A satellite image shows wildfires burning east of Obrost, Victoria, Australia January 4, 2020. Satellite image ©2020 Maxar Technologies/Handout via REUTERS.

SYDNEY (Reuters) – A weather change eased fire threats in southeastern Australia on Sunday after a horror day of blazes that killed one man and injured four firefighters, though authorities said risks remained with a number of fires burning at emergency levels.

Property losses from Saturday’s wildfires across eastern Victoria and southern New South Wales were estimated in the hundreds, but authorities said mass evacuations by residents of at-risk areas appear to have prevented major loss of life.

Nearly 150 fires were still burning in New South Wales, and dozens more were burning in Victoria on Sunday morning.

A southerly change that came through on Saturday night has brought cooler temperatures, after they topped 40 C (104F) in many areas on Saturday, and there was even the prospect of some light rain in coastal areas in coming days.

“It will be a reprieve of sorts, it will be a psychological reprieve for many, but it’s certainly not going to be the sort of relief we’re looking for in terms of getting under control all these fires or putting these fires out,” NSW Rural Fire Services Commissioner Shane Fitzsimmons said.

The death of a 47-year old man who was defending a friend’s rural property in NSW took the national toll this fire season to 24.

The weather change brought with it strong winds that whipped up fires and kept them burning overnight.
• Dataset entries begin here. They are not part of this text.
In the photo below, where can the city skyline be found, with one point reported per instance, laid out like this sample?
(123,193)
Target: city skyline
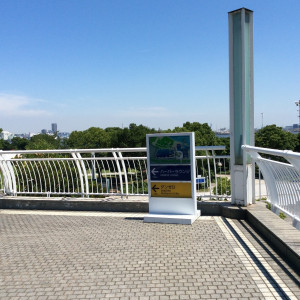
(158,63)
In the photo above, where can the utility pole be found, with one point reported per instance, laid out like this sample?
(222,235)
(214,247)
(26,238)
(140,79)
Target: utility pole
(298,104)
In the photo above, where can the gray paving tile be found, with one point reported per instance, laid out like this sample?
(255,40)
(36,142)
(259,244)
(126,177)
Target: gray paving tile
(117,257)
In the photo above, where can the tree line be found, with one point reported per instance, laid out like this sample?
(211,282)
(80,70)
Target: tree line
(134,136)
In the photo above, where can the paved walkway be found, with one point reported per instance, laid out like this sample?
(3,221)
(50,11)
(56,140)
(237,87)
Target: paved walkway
(92,255)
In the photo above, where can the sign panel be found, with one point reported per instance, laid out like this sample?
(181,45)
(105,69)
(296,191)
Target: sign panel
(170,173)
(170,149)
(171,189)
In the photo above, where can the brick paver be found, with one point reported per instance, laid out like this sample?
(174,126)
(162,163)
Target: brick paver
(65,255)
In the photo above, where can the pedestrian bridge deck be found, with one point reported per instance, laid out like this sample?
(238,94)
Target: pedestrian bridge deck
(96,255)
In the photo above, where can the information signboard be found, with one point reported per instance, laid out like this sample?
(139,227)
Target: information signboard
(171,189)
(171,175)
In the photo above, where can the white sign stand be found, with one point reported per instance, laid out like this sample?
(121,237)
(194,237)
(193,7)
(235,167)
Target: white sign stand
(171,178)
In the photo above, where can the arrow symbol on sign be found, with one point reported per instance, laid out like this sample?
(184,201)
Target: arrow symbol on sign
(154,172)
(155,188)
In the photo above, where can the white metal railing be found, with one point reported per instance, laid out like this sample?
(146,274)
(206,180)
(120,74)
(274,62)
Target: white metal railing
(100,172)
(281,172)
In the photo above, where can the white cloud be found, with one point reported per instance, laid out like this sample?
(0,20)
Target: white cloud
(21,106)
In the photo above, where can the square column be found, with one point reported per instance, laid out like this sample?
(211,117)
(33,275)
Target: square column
(241,104)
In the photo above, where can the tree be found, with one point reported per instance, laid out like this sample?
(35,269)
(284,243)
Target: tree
(91,138)
(204,136)
(18,143)
(43,142)
(274,137)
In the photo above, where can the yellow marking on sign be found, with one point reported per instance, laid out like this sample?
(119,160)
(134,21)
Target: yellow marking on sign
(171,189)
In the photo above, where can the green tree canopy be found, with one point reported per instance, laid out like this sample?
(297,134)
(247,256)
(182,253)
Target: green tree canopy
(43,142)
(204,136)
(93,137)
(274,137)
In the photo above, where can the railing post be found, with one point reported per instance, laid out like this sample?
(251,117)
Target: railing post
(76,158)
(119,171)
(125,173)
(8,174)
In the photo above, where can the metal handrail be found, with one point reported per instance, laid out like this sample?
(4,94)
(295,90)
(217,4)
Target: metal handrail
(115,174)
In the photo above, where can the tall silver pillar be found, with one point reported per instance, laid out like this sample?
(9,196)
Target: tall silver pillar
(241,104)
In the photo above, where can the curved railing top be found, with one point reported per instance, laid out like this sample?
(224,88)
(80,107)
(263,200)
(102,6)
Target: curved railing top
(100,150)
(285,153)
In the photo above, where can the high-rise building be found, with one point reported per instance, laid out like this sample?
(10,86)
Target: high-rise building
(54,127)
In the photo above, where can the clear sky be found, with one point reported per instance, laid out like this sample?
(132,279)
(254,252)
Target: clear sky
(160,63)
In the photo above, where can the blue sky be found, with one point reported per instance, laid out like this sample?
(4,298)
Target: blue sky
(158,63)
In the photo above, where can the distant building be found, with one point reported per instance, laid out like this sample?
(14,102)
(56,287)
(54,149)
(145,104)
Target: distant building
(54,127)
(7,136)
(63,135)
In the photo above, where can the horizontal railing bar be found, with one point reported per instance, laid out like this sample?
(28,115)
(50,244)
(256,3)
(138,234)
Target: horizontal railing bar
(274,162)
(72,159)
(141,149)
(199,148)
(284,153)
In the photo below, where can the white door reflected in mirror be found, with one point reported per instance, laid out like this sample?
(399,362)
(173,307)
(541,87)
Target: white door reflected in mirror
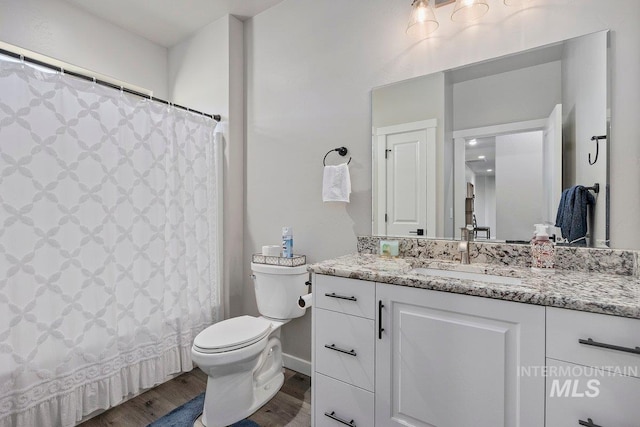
(405,196)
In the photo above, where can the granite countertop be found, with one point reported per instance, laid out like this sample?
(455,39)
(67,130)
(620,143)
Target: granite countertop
(612,294)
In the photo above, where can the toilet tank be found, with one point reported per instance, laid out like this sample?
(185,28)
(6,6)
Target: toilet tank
(278,289)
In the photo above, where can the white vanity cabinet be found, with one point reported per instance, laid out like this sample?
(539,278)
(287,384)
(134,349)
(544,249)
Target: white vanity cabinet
(450,360)
(388,355)
(593,361)
(343,352)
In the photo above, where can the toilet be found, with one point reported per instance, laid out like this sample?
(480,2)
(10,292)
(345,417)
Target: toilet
(242,356)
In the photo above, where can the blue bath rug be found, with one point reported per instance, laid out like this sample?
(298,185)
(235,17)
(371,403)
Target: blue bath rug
(187,414)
In the Southern Highlands region south of Sydney, a new fire was burning out of control after the winds helped drive an existing blaze to jump the Shoalhaven and Kangaroo rivers.

NSW Premier Gladys Berejiklian said the focus would be on recovery and helping those who were displaced and had lost their homes, as well as containing fires still burning. She said these were unprecedented circumstances.

“We can’t pretend that this is something we have experienced before. It’s not,” she said, pointing to the concurrence of major fires, and threats to towns previously considered safe.”The weather activity we’re seeing, the extent and spread of the fires, the speed at which they’re going, the way in which they are attacking communities who have never ever seen fire before is unprecedented. We have to accept that.”